Like Medvedev, Zverev is a big-serving counter-puncher, and despite being 6’6”, he moves as well as anybody and has unusually good return performances. These skills have helped him seamlessly transition from hard courts – his preferred surface – to clay.
This was especially evident last season when he went semifinal-final-semifinal-semifinal across Monte Carlo, Madrid, Rome and Paris. In 2023 though, until the ATP 250 in Geneva the week before Roland-Garros began, he hadn’t made a single clay quarterfinal. As points from the previous year kept dropping off, Zverev was in great danger of falling outside the top-50.
Turning the tide
The past fortnight has, however, lifted his spirits. Following the defeat of Tiafoe, Zverev beat Bulgaria’s Grigor Dimitrov – a banana skin of a player – in straight sets on Monday to enter his first Slam quarterfinal since last year’s French Open. The 6-1, 6-4, 6-3 scoreline was deceptive at best, for the 26-year-old had to battle back from a break down in the second set and recover after surrendering a 3-0 lead in the third.
“I felt like at 3-0 in the third set I got very unfocused [sic]. I kind of thought the match was over before having it over [sic], and I was not concentrated [sic] anymore, and my serve went missing a little bit,” Zverev said in the press conference, explaining why he returned to the court after the win for some serving practice. “So I just wanted to get the feeling of having that back, because it’s going to be important.”
Zverev will now hope for this creditable run to have a happy ending. In the last-eight clash on Wednesday, he will be up against Argentina’s Tomas Martin Etcheverry, a 23-year-old who is in his first Major quarterfinal. On paper, it’s a winnable tie and the reward will be a mouth-watering semifinal against Casper Ruud or Holger Rune.

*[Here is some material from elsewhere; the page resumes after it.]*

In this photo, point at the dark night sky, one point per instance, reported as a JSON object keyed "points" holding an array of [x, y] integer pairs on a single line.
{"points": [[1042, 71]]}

Assuming the draw holds, and Zverev indeed meets Ruud or Rune, he is not expected to be the favourite, for the Scandinavians are two of the best clay-courters around. A semifinal finish will however propel him back into the top-25, and with practically no points to defend after Roland-Garros, the only way for him will be up, with his quest for a maiden Slam back on track.
Open season
But the road ahead, like Dominic Thiem is discovering, will be challenging. Towards the end of 2021, when Zverev and Medvedev sparred, once at the Paris Masters and twice at the season-ending ATP Finals, they let out the vibes of a duopoly that could shape world tennis when the Big Three of Roger Federer, Nadal and Novak Djokovic make way.
Zverev had clinched the Tokyo Olympics gold and lifted the ATP Finals for a second time, while Medvedev had famously denied Djokovic the Grand Slam with a brilliant performance in the US Open final. But with the rise of Alcaraz, Ruud and Rune, it is back to being a crowded marketplace.
“If he [Zverev] is in top form, feels good and has confidence, there are only four or five players who can beat him,” former German No.1 Tommy Haas told Sport Bild in May. “[But] it is becoming increasingly difficult to achieve his major career goal – winning a Grand Slam tournament.
“The next star is here in Alcaraz. And you still have [Stefanos] Tsitsipas, Medvedev, Rune, [Jannik] Sinner, [Lorenzo] Musetti. The competition never sleeps.”